Assurance chômage: la dégressivité fait consensus à droite malgré les réserves d’experts

 
PARIS, 9 novembre 2016 (AFP) – Pour accélérer le retour à l’emploi et faire des économies, les candidats à la primaire de la droite promettent en choeur la dégressivité des allocations chômage. Cette mesure, déjà appliquée dans les années 1990, est pourtant loin de faire l’unanimité chez les experts.

Tous les prétendants, à l’exception de Jean-Frédéric Poisson, ont inscrit la mesure dans leur programme, avec des scénarios variés. Alain Juppé propose par exemple d’abaisser de 25% l’allocation au bout d’un an, puis de nouveau six mois après, Nicolas Sarkozy de 20% aux mêmes échéances.

Actuellement, les 2,7 millions de chômeurs indemnisés perçoivent un montant fixe jusqu’à 24 mois maximum (36 mois pour les seniors).
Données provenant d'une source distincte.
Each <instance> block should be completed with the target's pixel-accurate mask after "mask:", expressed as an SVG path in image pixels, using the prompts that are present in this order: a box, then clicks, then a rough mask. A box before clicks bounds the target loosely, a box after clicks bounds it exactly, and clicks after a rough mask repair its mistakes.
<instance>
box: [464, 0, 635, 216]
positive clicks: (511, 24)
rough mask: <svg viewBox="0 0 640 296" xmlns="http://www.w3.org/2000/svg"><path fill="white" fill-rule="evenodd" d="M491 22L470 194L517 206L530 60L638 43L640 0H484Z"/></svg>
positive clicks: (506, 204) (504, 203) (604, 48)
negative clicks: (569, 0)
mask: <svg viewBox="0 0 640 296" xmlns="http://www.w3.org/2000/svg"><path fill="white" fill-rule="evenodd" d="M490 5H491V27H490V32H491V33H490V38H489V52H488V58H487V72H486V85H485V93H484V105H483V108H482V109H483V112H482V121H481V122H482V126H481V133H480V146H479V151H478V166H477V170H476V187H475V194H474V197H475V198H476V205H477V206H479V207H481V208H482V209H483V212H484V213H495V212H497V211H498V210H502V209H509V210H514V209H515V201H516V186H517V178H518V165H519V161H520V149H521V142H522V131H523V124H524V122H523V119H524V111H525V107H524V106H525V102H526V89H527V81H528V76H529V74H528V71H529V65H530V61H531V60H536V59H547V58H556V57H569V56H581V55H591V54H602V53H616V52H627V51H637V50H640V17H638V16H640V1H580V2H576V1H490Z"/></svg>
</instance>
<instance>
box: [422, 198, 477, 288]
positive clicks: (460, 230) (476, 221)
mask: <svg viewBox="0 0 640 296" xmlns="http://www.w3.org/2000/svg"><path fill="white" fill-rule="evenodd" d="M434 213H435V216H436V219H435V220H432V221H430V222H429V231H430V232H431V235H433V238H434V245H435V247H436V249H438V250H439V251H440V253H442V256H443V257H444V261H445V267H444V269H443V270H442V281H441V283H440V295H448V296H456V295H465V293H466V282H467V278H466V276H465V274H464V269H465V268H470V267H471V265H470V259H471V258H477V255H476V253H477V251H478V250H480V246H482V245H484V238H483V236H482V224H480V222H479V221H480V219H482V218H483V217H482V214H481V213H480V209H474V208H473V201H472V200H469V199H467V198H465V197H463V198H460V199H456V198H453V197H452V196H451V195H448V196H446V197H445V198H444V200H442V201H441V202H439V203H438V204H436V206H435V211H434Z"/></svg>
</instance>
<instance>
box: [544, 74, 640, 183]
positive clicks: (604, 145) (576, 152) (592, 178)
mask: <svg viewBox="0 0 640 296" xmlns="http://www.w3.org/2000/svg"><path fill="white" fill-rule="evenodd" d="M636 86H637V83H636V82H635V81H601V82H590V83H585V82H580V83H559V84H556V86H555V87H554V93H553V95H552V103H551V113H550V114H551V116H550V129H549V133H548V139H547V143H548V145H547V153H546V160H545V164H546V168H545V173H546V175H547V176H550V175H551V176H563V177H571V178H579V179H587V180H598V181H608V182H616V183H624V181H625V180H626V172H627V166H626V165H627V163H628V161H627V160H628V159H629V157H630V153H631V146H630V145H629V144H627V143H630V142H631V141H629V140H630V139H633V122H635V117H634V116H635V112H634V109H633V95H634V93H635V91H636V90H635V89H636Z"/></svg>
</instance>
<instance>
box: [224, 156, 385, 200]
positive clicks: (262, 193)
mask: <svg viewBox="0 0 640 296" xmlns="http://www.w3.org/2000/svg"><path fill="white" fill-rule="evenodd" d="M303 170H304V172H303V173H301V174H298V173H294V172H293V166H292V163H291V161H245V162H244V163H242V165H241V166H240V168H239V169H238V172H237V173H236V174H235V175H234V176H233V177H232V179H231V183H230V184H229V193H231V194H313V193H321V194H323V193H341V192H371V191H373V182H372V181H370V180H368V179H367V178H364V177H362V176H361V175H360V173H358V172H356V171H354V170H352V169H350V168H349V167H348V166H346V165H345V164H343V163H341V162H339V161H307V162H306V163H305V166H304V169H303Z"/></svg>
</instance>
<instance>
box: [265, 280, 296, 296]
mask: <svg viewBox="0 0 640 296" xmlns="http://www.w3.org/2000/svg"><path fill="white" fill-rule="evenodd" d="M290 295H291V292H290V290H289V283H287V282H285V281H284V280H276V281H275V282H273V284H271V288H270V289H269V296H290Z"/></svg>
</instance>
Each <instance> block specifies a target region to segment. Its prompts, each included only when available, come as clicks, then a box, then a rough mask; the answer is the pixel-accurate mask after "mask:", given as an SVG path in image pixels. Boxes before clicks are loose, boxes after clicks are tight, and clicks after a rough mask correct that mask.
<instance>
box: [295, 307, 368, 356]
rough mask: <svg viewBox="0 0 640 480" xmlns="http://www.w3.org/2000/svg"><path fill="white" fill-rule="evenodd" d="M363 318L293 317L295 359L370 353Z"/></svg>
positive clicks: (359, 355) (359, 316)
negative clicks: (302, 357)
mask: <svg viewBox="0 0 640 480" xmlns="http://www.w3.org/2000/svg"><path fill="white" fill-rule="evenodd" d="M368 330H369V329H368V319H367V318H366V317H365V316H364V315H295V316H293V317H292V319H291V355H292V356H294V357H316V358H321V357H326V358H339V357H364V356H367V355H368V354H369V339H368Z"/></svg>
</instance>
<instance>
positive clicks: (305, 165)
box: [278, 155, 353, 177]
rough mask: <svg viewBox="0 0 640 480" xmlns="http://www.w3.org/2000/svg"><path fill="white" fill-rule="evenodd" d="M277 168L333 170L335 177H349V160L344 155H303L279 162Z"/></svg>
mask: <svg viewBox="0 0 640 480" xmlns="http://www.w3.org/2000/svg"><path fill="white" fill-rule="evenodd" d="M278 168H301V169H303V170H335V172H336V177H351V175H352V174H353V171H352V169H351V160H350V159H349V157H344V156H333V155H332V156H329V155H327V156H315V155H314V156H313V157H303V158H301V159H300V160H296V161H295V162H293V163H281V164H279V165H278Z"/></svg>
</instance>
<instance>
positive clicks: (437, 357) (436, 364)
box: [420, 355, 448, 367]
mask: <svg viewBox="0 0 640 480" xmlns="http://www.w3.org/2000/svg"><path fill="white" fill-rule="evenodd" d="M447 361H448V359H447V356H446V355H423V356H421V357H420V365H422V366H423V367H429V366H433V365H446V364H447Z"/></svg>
La durée moyenne d’indemnisation est de 10 mois.

La « générosité » du régime, fortement déficitaire dans un contexte de chômage de masse, est souvent pointée du doigt, avec l’argument qu’elle n’inciterait pas les chômeurs à reprendre rapidement un travail, alors que des centaines de milliers d’emplois ne trouvent pas preneurs.

D’où l’idée de réintroduire de la dégressivité, comme plusieurs voisins européens depuis la crise de 2008 (Belgique, Espagne, Italie, Suède…). En France, elle avait été mise en oeuvre entre 1992 et 2001.

Pour tous les syndicats, c’est un chiffon rouge. Ils craignent que cela n’appauvrisse les chômeurs sans faciliter leur retour à l’emploi.

L’unique évaluation empirique de la dégressivité des années 1990, publiée par l’Insee, a conclu qu’elle aurait « ralenti le retour à l’emploi ». Et si depuis 2008 son impact chez nos voisins n’a pas été mesuré, une récente note de l’OFCE a conclu à son inefficacité et des « effets pervers ».

« Le risque, c’est soit d’appauvrir les chômeurs, soit de les forcer à prendre un boulot trop vite », explique son auteur, Bruno Coquet. Résultat: les gens ne sont « pas employés conformément à leurs compétences et au final la productivité de l’économie s’affaiblit ».

– ‘Fausse évidence’ –

Et le lien avec les emplois vacants est une « fausse évidence, car ces emplois ne sont pas plus acceptés par des chômeurs non indemnisés que par des chômeurs indemnisés ».

Chez Alain Juppé, on est pourtant convaincu que la réforme, qui s’appliquera après qu’une série de mesures en faveur du plein emploi auront produit leurs effets, sera efficace si elle cible les plus qualifiés « qui ont une vraie capacité à retrouver un emploi ».

D’où l’idée d’un plancher de 870 euros par mois, « parce que l’on sait que la dégressivité n’a aucun effet incitatif sur les travailleurs au Smic pour qui il y a peu d’offres », détaille Maël de Calan, coordinateur adjoint du projet.

A l’instar de l’économiste Pierre Cahuc, il retient que l’étude publiée par l’Insee relevait un « pic de retour à l’emploi » à l’approche de la fin des droits, plus marqué pour les hauts revenus. « Ce pic montre bien qu’il y a des comportements dans lesquels on décide de rester au chômage, chez des cadres qui n’ont pas trouvé l’emploi +idéal+ », analyse cet élu du Finistère.

« Il y a une multiplication de comportements individuels qui, quand on les agglomère au niveau macro-économique, constituent un gisement d’emplois. Mais pour les moins qualifiés la dégressivité serait sans effet et c’est en mettant le paquet sur la formation et la baisse des charges qu’on aura des résultats « , poursuit-il.

Chez Nicolas Sarkozy, en revanche, la dégressivité s’adresserait à tous les nouveaux chômeurs.

« Nous voulons inciter à la reprise d’activité mais c’est avant tout une mesure d’économies indispensable et courageuse pour redresser les comptes » du régime, explique l’entourage de l’ex-président, ajoutant que l’Etat reprendrait le pilotage direct de l’Unédic.

Candidat par candidat, l’institut Montaigne a évalué les économies générées par la dégressivité: 1,4 milliard par an pour Nicolas Sarkozy, 1,7 pour Alain Juppé, 3,4 pour Jean-François Copé, 4,1 pour François Fillon et Bruno Le Maire (propositions de Nathalie Kosciusko-Morizet « pas chiffrables »).

L’institut réputé libéral prévient avoir raisonné « à comportement constant »: les économies seraient accrues si le retour à l’emploi s’accélérait. Mais à l’inverse, la dégressivité « pourrait allonger les droits », en incitant certains chômeurs à « pratiquer une activité réduite pour pallier la diminution de leur allocation », entraînant alors un surcroît de dépenses.